# Lab6 11/1/23

# Example for single-thread, multi-thread and multi-process comparison

* https://medium.com/towards-artificial-intelligence/the-why-when-and-how-of-using-python-multi-threading-and-multi-processing-afd1b8a8ecca
* https://medium.com/analytics-vidhya/multithreading-and-multiprocessing-in-python-1f773d1d160d

## 1. Single-threaded, single-process

In [1]:
import urllib.request
from concurrent.futures import ThreadPoolExecutor

urls = [
  'http://www.python.org',
  'https://docs.python.org/3/',
  'https://docs.python.org/3/whatsnew/3.7.html',
  'https://docs.python.org/3/tutorial/index.html',
  'https://docs.python.org/3/library/index.html',
  'https://docs.python.org/3/reference/index.html',
  'https://docs.python.org/3/using/index.html',
  'https://docs.python.org/3/howto/index.html',
  'https://docs.python.org/3/installing/index.html',
  'https://docs.python.org/3/distributing/index.html',
  'https://docs.python.org/3/extending/index.html',
  'https://docs.python.org/3/c-api/index.html',
  'https://docs.python.org/3/faq/index.html'
  ]

10


In [2]:
%%timeit

results = []
for url in urls:
    with urllib.request.urlopen(url) as src:
        results.append(src)

1.33 s ± 156 ms per loop (mean ± std. dev. of 7 runs, 1 loop each)


## 2. Multi-threading

 * Can be used for IO-bound tasks (such as reading urls)
 * The majority of the time is waiting from the network, database, file, etc
 * Waiting for the I/O process can be used to access multiple urls concurrently 
 * https://docs.python.org/3/library/concurrent.futures.html#concurrent.futures.ThreadPoolExecutor
 * A higher level interface to push tasks to a background thread without blocking execution of the calling thread, while still being able to retrieve their results when needed.

In [3]:
import urllib.request
from concurrent.futures import ThreadPoolExecutor

urls = [
  'http://www.python.org',
  'https://docs.python.org/3/',
  'https://docs.python.org/3/whatsnew/3.7.html',
  'https://docs.python.org/3/tutorial/index.html',
  'https://docs.python.org/3/library/index.html',
  'https://docs.python.org/3/reference/index.html',
  'https://docs.python.org/3/using/index.html',
  'https://docs.python.org/3/howto/index.html',
  'https://docs.python.org/3/installing/index.html',
  'https://docs.python.org/3/distributing/index.html',
  'https://docs.python.org/3/extending/index.html',
  'https://docs.python.org/3/c-api/index.html',
  'https://docs.python.org/3/faq/index.html'
  ]

In [4]:
%%timeit

with ThreadPoolExecutor(4) as executor:
    results = executor.map(urllib.request.urlopen, urls)
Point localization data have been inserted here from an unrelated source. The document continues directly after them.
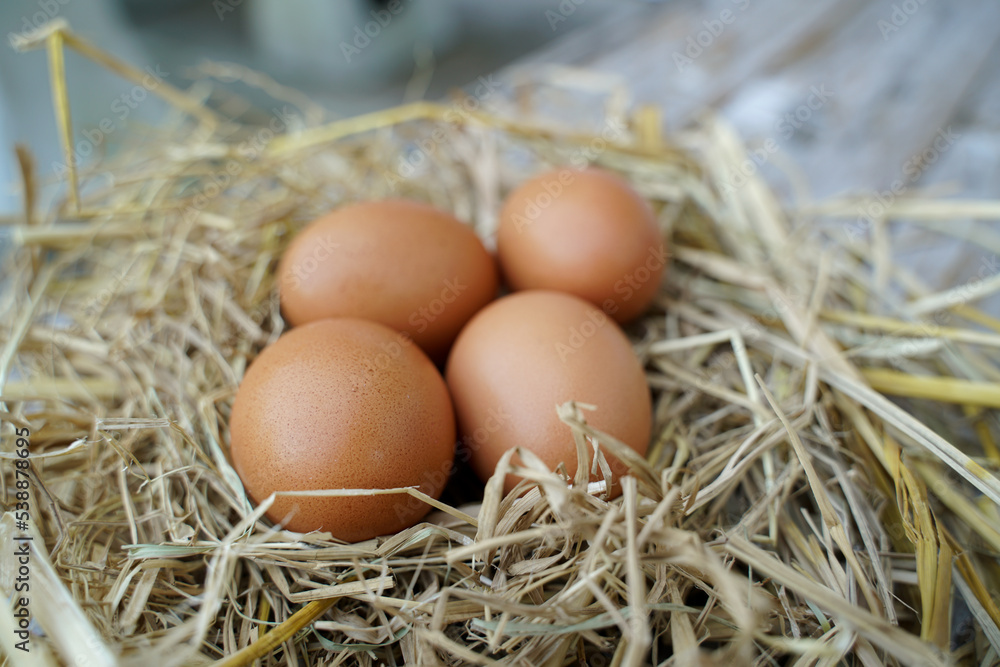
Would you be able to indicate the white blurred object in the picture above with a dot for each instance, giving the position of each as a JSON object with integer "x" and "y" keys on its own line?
{"x": 349, "y": 41}
{"x": 26, "y": 112}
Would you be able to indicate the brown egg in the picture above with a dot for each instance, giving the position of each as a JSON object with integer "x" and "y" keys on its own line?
{"x": 584, "y": 232}
{"x": 343, "y": 404}
{"x": 405, "y": 264}
{"x": 526, "y": 353}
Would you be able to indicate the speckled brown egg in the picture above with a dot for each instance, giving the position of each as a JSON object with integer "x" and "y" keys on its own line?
{"x": 343, "y": 404}
{"x": 403, "y": 263}
{"x": 529, "y": 352}
{"x": 585, "y": 232}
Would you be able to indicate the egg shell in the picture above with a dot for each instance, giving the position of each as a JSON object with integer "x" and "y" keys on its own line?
{"x": 525, "y": 354}
{"x": 343, "y": 404}
{"x": 584, "y": 232}
{"x": 403, "y": 263}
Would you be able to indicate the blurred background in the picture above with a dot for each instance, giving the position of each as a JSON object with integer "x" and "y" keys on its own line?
{"x": 883, "y": 99}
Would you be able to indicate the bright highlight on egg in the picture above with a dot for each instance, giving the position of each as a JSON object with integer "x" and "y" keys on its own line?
{"x": 379, "y": 291}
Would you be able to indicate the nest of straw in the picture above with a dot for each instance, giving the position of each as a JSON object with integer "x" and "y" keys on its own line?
{"x": 787, "y": 512}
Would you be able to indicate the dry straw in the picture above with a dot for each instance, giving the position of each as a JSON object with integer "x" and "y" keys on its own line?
{"x": 787, "y": 513}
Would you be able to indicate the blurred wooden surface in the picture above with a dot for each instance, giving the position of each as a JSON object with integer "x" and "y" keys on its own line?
{"x": 894, "y": 76}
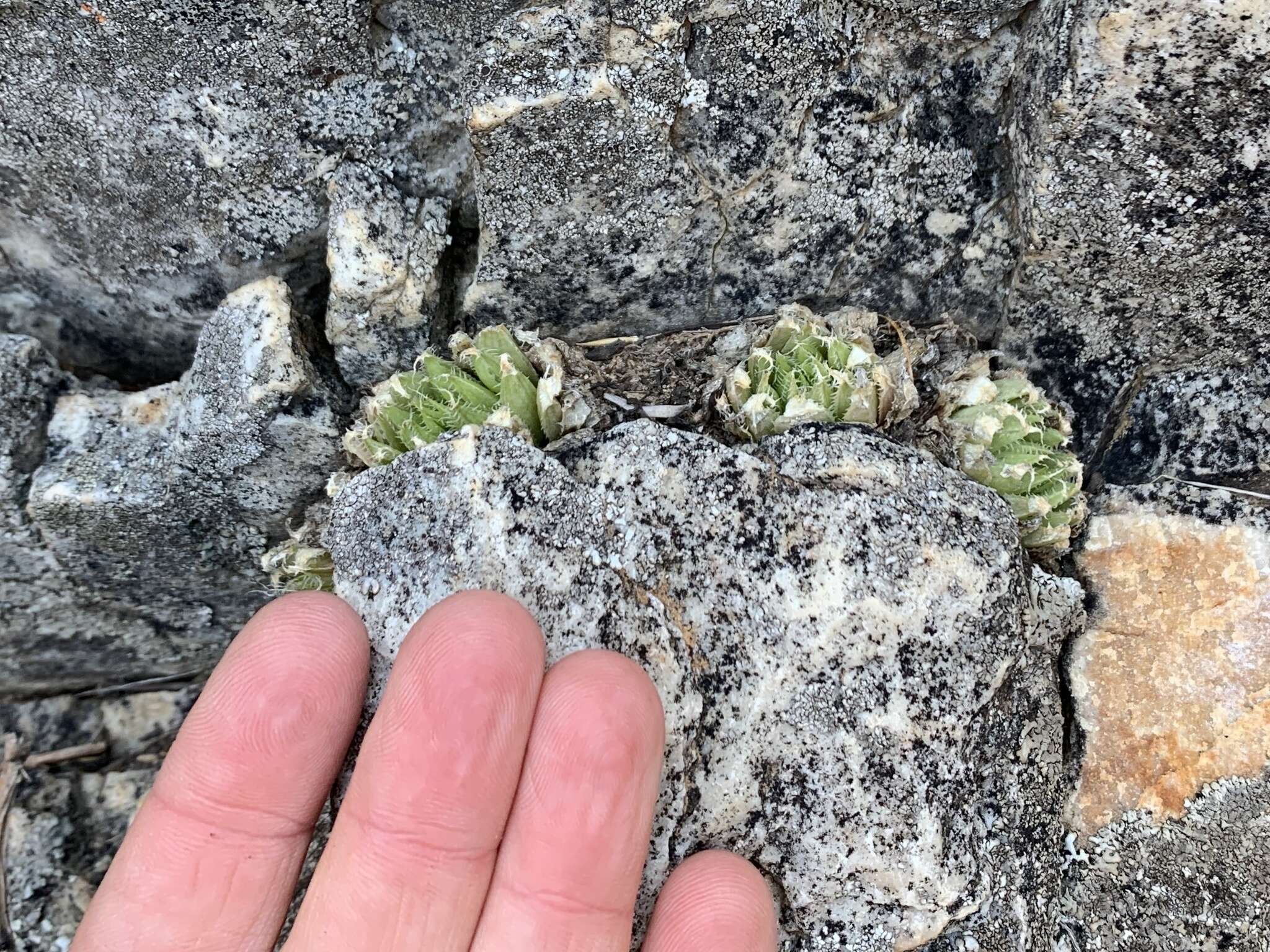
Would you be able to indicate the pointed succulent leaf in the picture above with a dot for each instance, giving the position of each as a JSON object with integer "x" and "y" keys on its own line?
{"x": 1009, "y": 437}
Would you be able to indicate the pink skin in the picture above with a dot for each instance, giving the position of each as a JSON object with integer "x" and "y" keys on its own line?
{"x": 492, "y": 809}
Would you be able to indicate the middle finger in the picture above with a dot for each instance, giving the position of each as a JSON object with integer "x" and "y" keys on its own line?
{"x": 414, "y": 843}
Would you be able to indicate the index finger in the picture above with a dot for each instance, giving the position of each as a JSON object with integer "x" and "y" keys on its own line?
{"x": 214, "y": 853}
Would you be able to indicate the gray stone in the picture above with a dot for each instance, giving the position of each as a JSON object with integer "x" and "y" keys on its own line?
{"x": 151, "y": 509}
{"x": 50, "y": 635}
{"x": 1141, "y": 168}
{"x": 665, "y": 165}
{"x": 385, "y": 253}
{"x": 68, "y": 819}
{"x": 832, "y": 725}
{"x": 1196, "y": 423}
{"x": 1196, "y": 884}
{"x": 151, "y": 161}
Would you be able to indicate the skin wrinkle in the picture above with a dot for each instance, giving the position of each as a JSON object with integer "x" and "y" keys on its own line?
{"x": 422, "y": 835}
{"x": 575, "y": 845}
{"x": 714, "y": 896}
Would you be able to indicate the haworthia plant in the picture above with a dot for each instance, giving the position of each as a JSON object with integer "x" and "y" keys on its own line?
{"x": 1010, "y": 438}
{"x": 491, "y": 381}
{"x": 806, "y": 372}
{"x": 300, "y": 564}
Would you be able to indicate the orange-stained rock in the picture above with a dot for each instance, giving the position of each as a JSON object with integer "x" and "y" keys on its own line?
{"x": 1173, "y": 678}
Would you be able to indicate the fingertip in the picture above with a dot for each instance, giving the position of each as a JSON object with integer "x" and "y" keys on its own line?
{"x": 484, "y": 614}
{"x": 613, "y": 683}
{"x": 310, "y": 617}
{"x": 298, "y": 671}
{"x": 714, "y": 901}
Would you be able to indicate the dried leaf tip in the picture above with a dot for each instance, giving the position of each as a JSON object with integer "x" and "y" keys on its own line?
{"x": 300, "y": 564}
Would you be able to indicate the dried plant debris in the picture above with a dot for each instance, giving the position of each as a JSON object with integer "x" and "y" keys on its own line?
{"x": 300, "y": 564}
{"x": 494, "y": 379}
{"x": 812, "y": 371}
{"x": 1009, "y": 437}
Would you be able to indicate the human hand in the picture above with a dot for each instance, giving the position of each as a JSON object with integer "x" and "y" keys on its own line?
{"x": 492, "y": 809}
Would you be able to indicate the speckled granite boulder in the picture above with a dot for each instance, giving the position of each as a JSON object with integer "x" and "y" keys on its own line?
{"x": 154, "y": 159}
{"x": 1141, "y": 167}
{"x": 1171, "y": 691}
{"x": 832, "y": 624}
{"x": 156, "y": 505}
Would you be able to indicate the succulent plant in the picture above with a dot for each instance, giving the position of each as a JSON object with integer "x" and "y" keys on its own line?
{"x": 1010, "y": 438}
{"x": 804, "y": 372}
{"x": 491, "y": 381}
{"x": 299, "y": 564}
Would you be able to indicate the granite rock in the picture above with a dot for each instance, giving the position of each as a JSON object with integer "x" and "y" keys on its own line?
{"x": 385, "y": 253}
{"x": 151, "y": 161}
{"x": 1141, "y": 174}
{"x": 1194, "y": 423}
{"x": 837, "y": 726}
{"x": 48, "y": 632}
{"x": 68, "y": 819}
{"x": 657, "y": 164}
{"x": 1025, "y": 786}
{"x": 154, "y": 507}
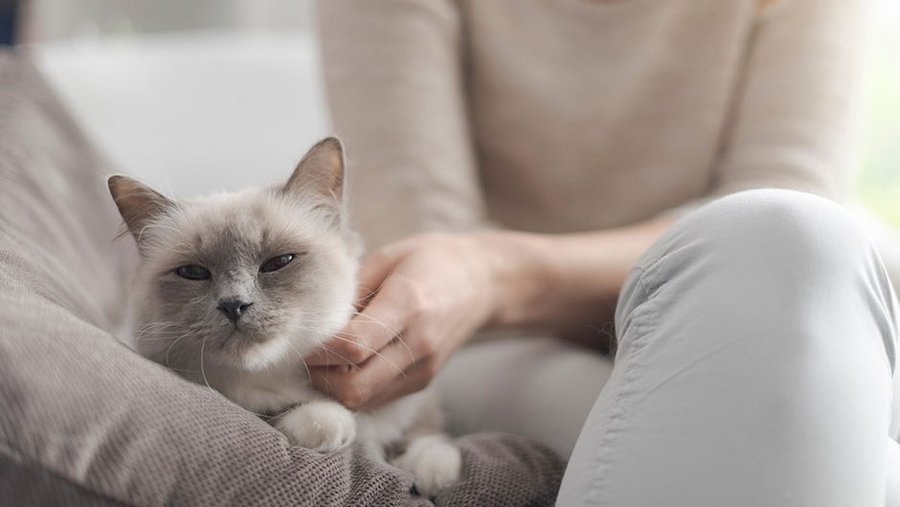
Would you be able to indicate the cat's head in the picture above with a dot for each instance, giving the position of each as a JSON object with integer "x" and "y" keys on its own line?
{"x": 249, "y": 278}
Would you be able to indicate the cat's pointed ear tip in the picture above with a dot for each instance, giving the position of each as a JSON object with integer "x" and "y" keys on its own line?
{"x": 116, "y": 180}
{"x": 332, "y": 142}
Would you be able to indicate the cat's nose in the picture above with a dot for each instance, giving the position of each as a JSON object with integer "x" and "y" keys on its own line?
{"x": 233, "y": 308}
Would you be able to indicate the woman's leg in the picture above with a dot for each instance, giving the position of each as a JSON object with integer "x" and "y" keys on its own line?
{"x": 541, "y": 388}
{"x": 755, "y": 364}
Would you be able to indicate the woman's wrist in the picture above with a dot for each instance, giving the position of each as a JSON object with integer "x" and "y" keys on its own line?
{"x": 519, "y": 267}
{"x": 561, "y": 281}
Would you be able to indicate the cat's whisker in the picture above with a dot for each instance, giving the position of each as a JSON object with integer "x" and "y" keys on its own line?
{"x": 202, "y": 369}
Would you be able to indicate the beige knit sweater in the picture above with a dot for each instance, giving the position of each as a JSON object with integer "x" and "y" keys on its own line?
{"x": 571, "y": 115}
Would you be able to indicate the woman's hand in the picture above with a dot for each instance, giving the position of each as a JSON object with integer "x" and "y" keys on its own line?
{"x": 421, "y": 298}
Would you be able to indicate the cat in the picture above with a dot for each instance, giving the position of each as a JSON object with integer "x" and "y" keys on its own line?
{"x": 234, "y": 289}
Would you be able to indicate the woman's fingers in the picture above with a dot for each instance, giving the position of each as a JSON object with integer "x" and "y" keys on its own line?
{"x": 416, "y": 378}
{"x": 368, "y": 332}
{"x": 357, "y": 386}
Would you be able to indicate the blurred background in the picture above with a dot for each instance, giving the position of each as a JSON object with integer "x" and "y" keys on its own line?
{"x": 203, "y": 95}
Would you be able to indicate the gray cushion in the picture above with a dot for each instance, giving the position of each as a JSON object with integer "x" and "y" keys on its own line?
{"x": 84, "y": 420}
377 ms ± 19.1 ms per loop (mean ± std. dev. of 7 runs, 1 loop each)


In [5]:
%%timeit

with ThreadPoolExecutor(16) as executor:
    results = executor.map(urllib.request.urlopen, urls)

208 ms ± 68.6 ms per loop (mean ± std. dev. of 7 runs, 10 loops each)


## 3. Multi-processing

 * Speed up CPU bound tasks by using the multiprocessing module
 * Useful for scripts that spend most of the computations on the CPU (mathematical computations, image processing, ect)
 * If computations are independent of one another, split them up among the available CPU cores 
 * Independent workers (number of workers) depend on number of cores, RAM, other processes currently running, etc

In [10]:
from multiprocessing import Pool, cpu_count

from if_prime import if_prime

In [11]:
%%time

sum_primes = 0

for i in range(1000000):
    sum_primes += if_prime(i)

CPU times: user 954 ms, sys: 1.84 ms, total: 956 ms
Wall time: 959 ms


In [12]:
%%time


with Pool(2) as p:
    answer = sum(p.map(if_prime, list(range(1000000))))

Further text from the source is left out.